Another really good book on how to understand statistics is Motulsky's Intuitive Biostatistics - it introduces all common "tests" and methodologies people working in the life sciences use, but without the formulas (you use R for that anyway). It's more about the caveats of each test, in which situation you'd use it, what can go wrong, how to interpret the results etc., all written in a very lively style.
I can't help but wonder about those recommender systems. With so little material on statistics I have to assume it's only about observational data, which is the best way to make the millionth+1 useless recommendation engine.
And why is it that the "data science" books never discuss DoE?
Most data scientists, particularly those coming from the cs department, lack most probability and statistics fundamentals. I doubt many of them have even heard of an anova, or sampling distributions, F tests, chi2, etc.
To be fair, ml tends to focus very heavily on prediction, not inference / interpretation of betas. In many tree models how to even understand coefs is an open question.
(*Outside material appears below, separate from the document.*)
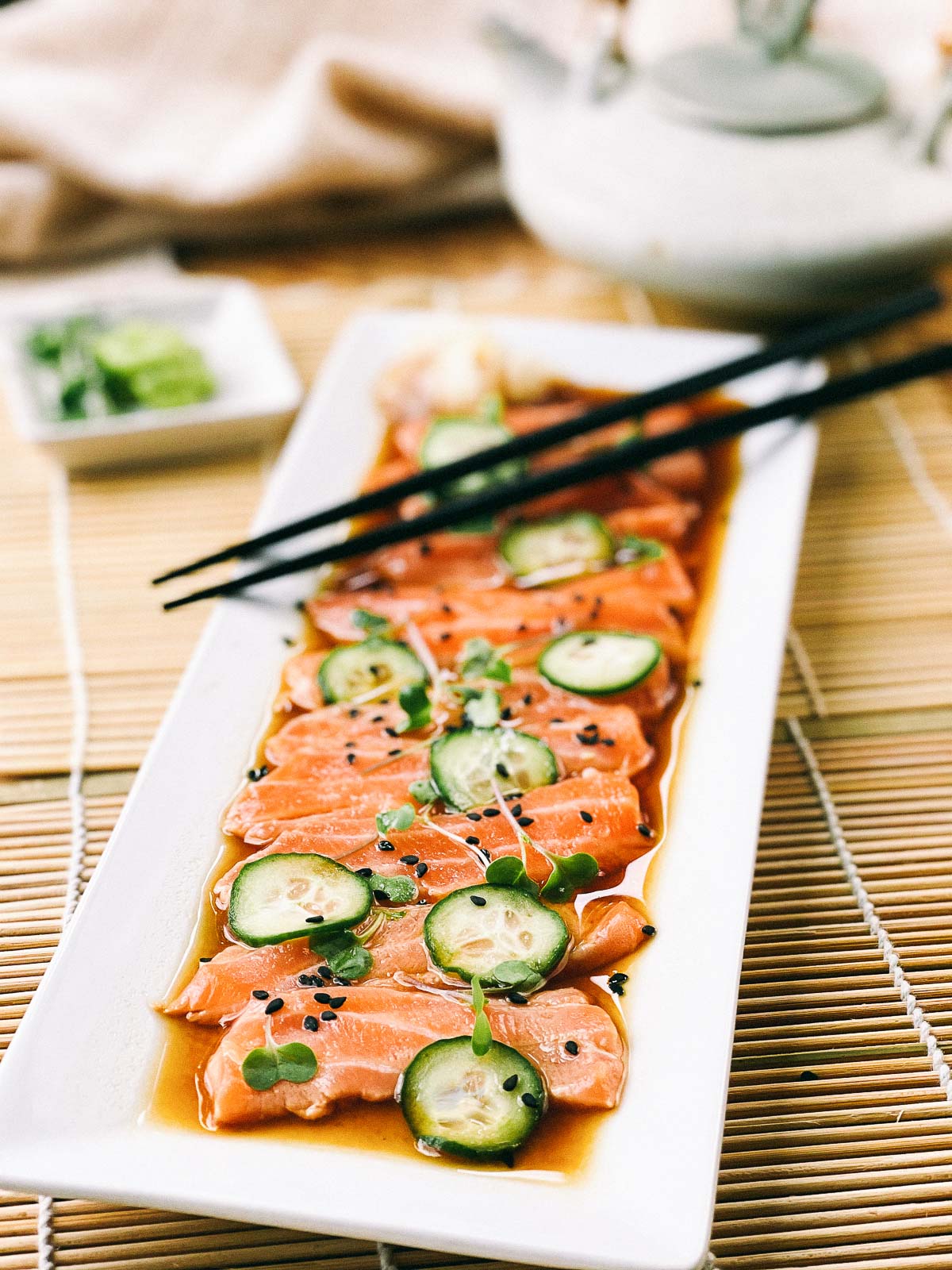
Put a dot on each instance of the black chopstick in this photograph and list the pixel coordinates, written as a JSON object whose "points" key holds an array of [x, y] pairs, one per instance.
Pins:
{"points": [[803, 343], [603, 463]]}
Most of the big ML books are heavily Bayesians, and these subjects are less discussed (though IIRC Gelman's book has a "Bayesian ANOVA"). Even Elements of Statistical Learning, which is very frequentist in its approach, only references ANOVA in passing. Do you have any book to recommend about these fundamentals?
basic level, very approachable, filled with case studies (and with R code to run them easily found), but stupidly expensive: _statistical sleuth_ by ramsey (but, you know, pdfs can be found on the internets)
intermediate level, covers some blocking IIRC: _Statistics for Experimenters_ by Box et al
advanced: I thought quite good, but classmates did not universally love. Unfortunately does not come with case studies or R code to run them; I have a bunch but (very unfortunately) printed instead of computerized and, in any case, probably copyrighted by my professors. _Experiments: Planning, Analysis, Operation_ by Wu and Hamada. The math is not complex but can be involved for various types of blocking designs.